3. Scheduling Callback Timers

Timers allow you to execute callback actions at specific event-time or processing-time thresholds.

python
from apache_beam.transforms.userstate import TimerSpec
from apache_beam.transforms.timeutil import TimeDomain

class TimeoutAlertFn(beam.DoFn):
    # Declare state and timer specs
    STATE_SPEC = ReadModifyWriteStateSpec('buffer', VarIntCoder())
    TIMER_SPEC = TimerSpec('expiry_timer', TimeDomain.PROCESSING_TIME)

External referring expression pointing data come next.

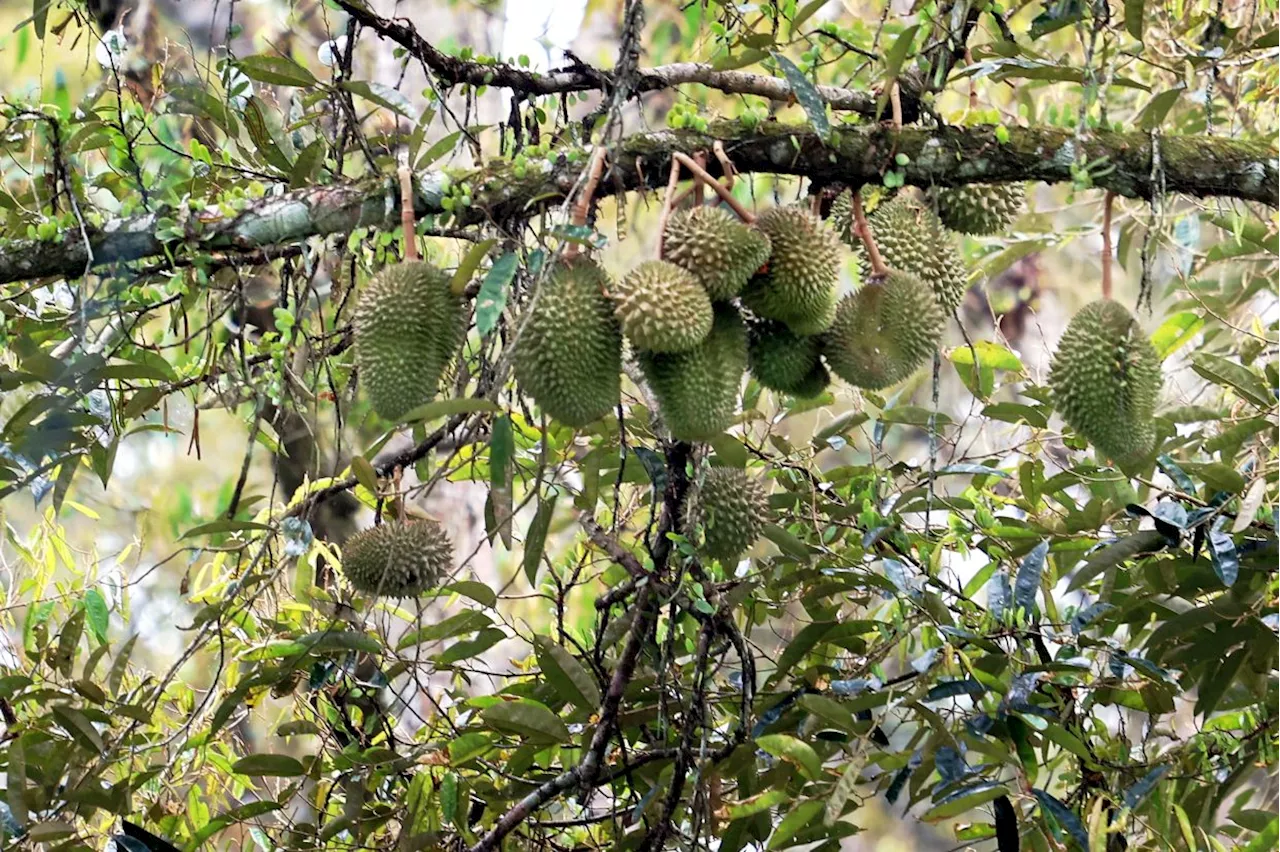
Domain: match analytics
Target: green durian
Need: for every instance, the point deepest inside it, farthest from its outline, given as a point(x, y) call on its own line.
point(799, 285)
point(883, 331)
point(408, 328)
point(780, 358)
point(716, 247)
point(568, 356)
point(398, 559)
point(979, 207)
point(698, 390)
point(1106, 380)
point(662, 307)
point(912, 239)
point(731, 508)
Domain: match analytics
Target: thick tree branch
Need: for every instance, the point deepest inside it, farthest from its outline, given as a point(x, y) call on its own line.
point(947, 156)
point(580, 77)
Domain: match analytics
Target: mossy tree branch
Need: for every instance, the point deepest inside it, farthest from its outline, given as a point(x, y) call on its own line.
point(949, 156)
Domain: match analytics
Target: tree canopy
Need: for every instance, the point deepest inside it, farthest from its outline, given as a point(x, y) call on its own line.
point(608, 557)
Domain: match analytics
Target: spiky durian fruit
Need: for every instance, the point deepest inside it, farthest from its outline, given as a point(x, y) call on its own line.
point(979, 207)
point(397, 559)
point(408, 329)
point(731, 508)
point(662, 307)
point(799, 287)
point(698, 390)
point(780, 358)
point(1106, 379)
point(717, 248)
point(910, 238)
point(883, 331)
point(568, 357)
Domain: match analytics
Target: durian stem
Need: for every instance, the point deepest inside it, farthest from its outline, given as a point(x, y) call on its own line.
point(583, 206)
point(407, 221)
point(864, 233)
point(726, 196)
point(668, 201)
point(1106, 243)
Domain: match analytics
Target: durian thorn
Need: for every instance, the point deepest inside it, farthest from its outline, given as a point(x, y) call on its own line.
point(726, 196)
point(668, 201)
point(408, 225)
point(1107, 200)
point(583, 206)
point(864, 233)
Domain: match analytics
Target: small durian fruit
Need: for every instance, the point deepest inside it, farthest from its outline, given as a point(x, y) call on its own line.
point(778, 357)
point(398, 559)
point(716, 247)
point(408, 328)
point(912, 238)
point(799, 287)
point(662, 307)
point(883, 331)
point(1106, 380)
point(568, 357)
point(698, 390)
point(731, 508)
point(979, 207)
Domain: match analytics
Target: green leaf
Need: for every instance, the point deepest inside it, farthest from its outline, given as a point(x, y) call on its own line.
point(1228, 374)
point(536, 539)
point(570, 678)
point(447, 408)
point(493, 293)
point(97, 614)
point(528, 718)
point(470, 264)
point(807, 95)
point(794, 751)
point(796, 819)
point(1175, 331)
point(277, 71)
point(268, 765)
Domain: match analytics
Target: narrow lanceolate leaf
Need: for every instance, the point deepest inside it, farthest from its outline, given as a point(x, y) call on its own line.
point(807, 95)
point(567, 674)
point(493, 293)
point(536, 539)
point(1029, 577)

    def process(self, element, 
                buffer=beam.DoFn.StateParam(STATE_SPEC),
                timer=beam.DoFn.TimerParam(TIMER_SPEC)):
        user_id, val = element
        
        # Write state and schedule timer to fire in 60 seconds
        buffer.write(val)
        timer.set(time.time() + 60.0)
        
        yield element

    @beam.on_timer(TIMER_SPEC)
    def on_expiry(self, buffer=beam.DoFn.StateParam(STATE_SPEC)):
        # Action triggered when the timer fires
        print("Timer expired! Clear buffer state.")
        buffer.clear()

4. Stateful Best Practices

  • [ ] Ensure Small Keyspaces: Stateful APIs store state partitioned by key. If you partition state over a high-cardinality key (e.g., UUIDs), your state store will bloat, leading to disk limits and out-of-memory errors on workers.
  • [ ] Implement State Cleans: Always clear state stores (state.clear()) once they are no longer needed (e.g. after a session closes or a timer expires) to reclaim worker memory.
  • [ ] Utilize RocksDB under Flink: If deploying to Apache Flink, use the RocksDB state backend. It offloads active state to local disk rather than storing all state in Java Heap memory, enabling scaling to millions of keys.